My first classes of the semester have gone about as smoothly as was expected. I still haven't hung out the promised sign up list mentioned above. I will try to do that Wednesday. In the meantime, anyone still interested in that course should contact me via my form mail (the contact button on the left).

In other news, regarding one particular "grown up" class off campus, I did a little "research" regarding the nature of the "Guerteltier".

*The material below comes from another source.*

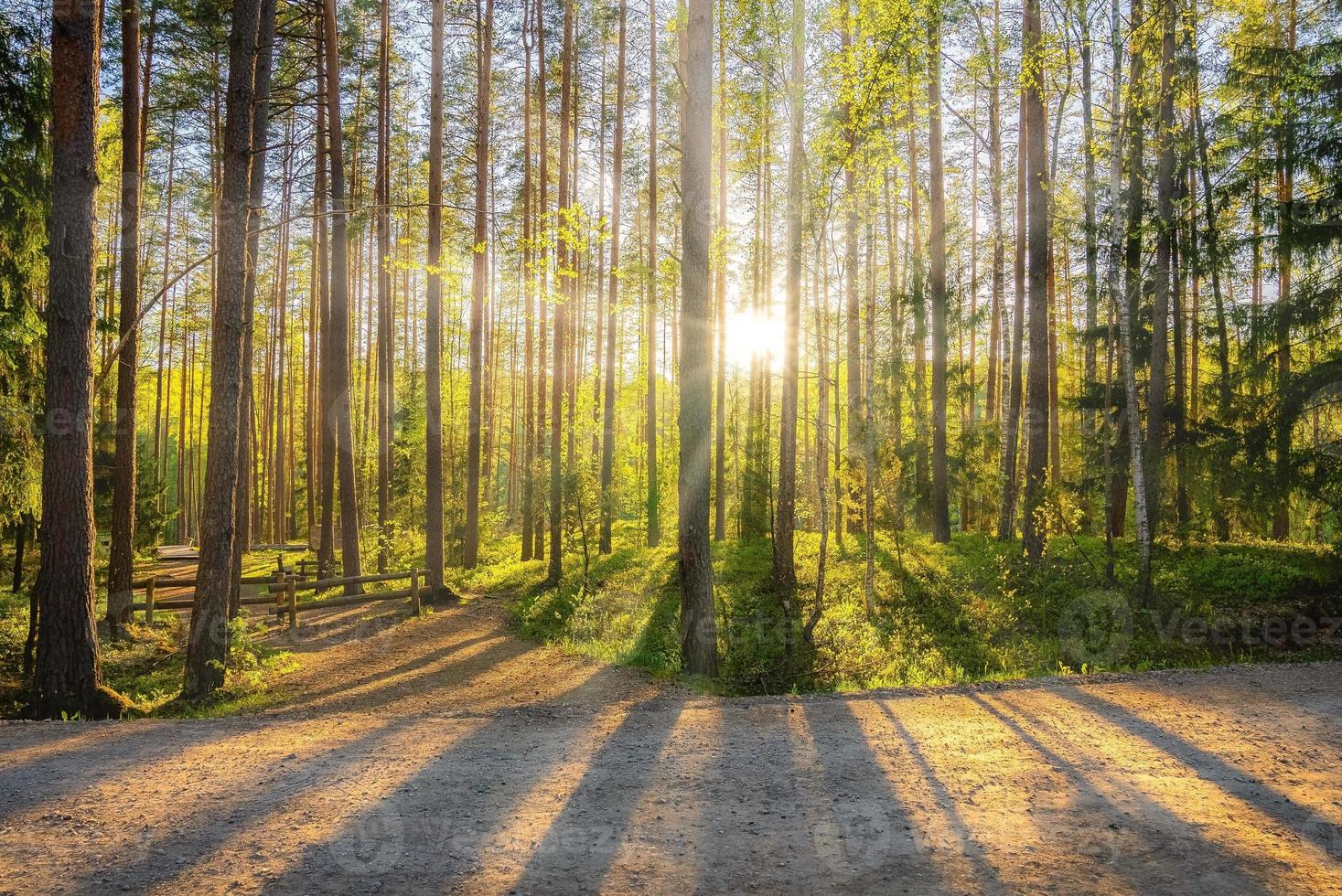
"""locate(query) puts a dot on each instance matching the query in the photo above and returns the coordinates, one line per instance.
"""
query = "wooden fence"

I had no idea what a "belt animal" was in English, so I played a round of 20 questions as to what kind of animal it was supposed to be. Is it a real animal? Yes. Is it warm-blooded? They didn't know. One student thought that they lay eggs. We established the fact that the animal in question did have a hard shell, but one student insisted that "it's like a turtle, but with long legs". My first guess would have been armadillo, but then I wasn't sure. I could go on, but I'll spare you the details. Below are some children's websites that put us in the picture.
here
and
here.
So, long story short, it's an armadillo, a kissing cousing to the anteater and the sloth. That's good company.


The whole affaire does make me wonder, though. Traditionally, we think of taking walks in the woods with gramps and he points out and names all the different plants. At night, Grandma identifies all the constellations. To a point, the stereotype rings blissfully true. Yet as time goes by I find that many older folks--several generations distanced from myself-- are embarrasingly unclear on some of the simplest facts and notions there are in natural sciences like astronomy and biology. For example:

--Warm vs cold blooded

--The difference between planet and star; also difference between solar system and galaxy

--The stegosaurus has two brains

--Penguins can't fly. Nor do they live on the same hemisphere as the polar bears

--Mice is the plural for mouse, not the name for a very small species of mouse

--Man and dinosaur never existed at the same time

I'm not making this up, y'all. These are real things that at some point in my life I overheard old people having problems with. These are things that I knew when I was seven.

But I hesitate to judge. While knowledge is power, Frank says "information is not knowledge. Knowledge is not wisdom," which sums up a very important pillar for anyone who works in the trenches of education.

Still, really, folks. What kinda doofus can't deduce that an armadillo is warm blooded? Sheesh.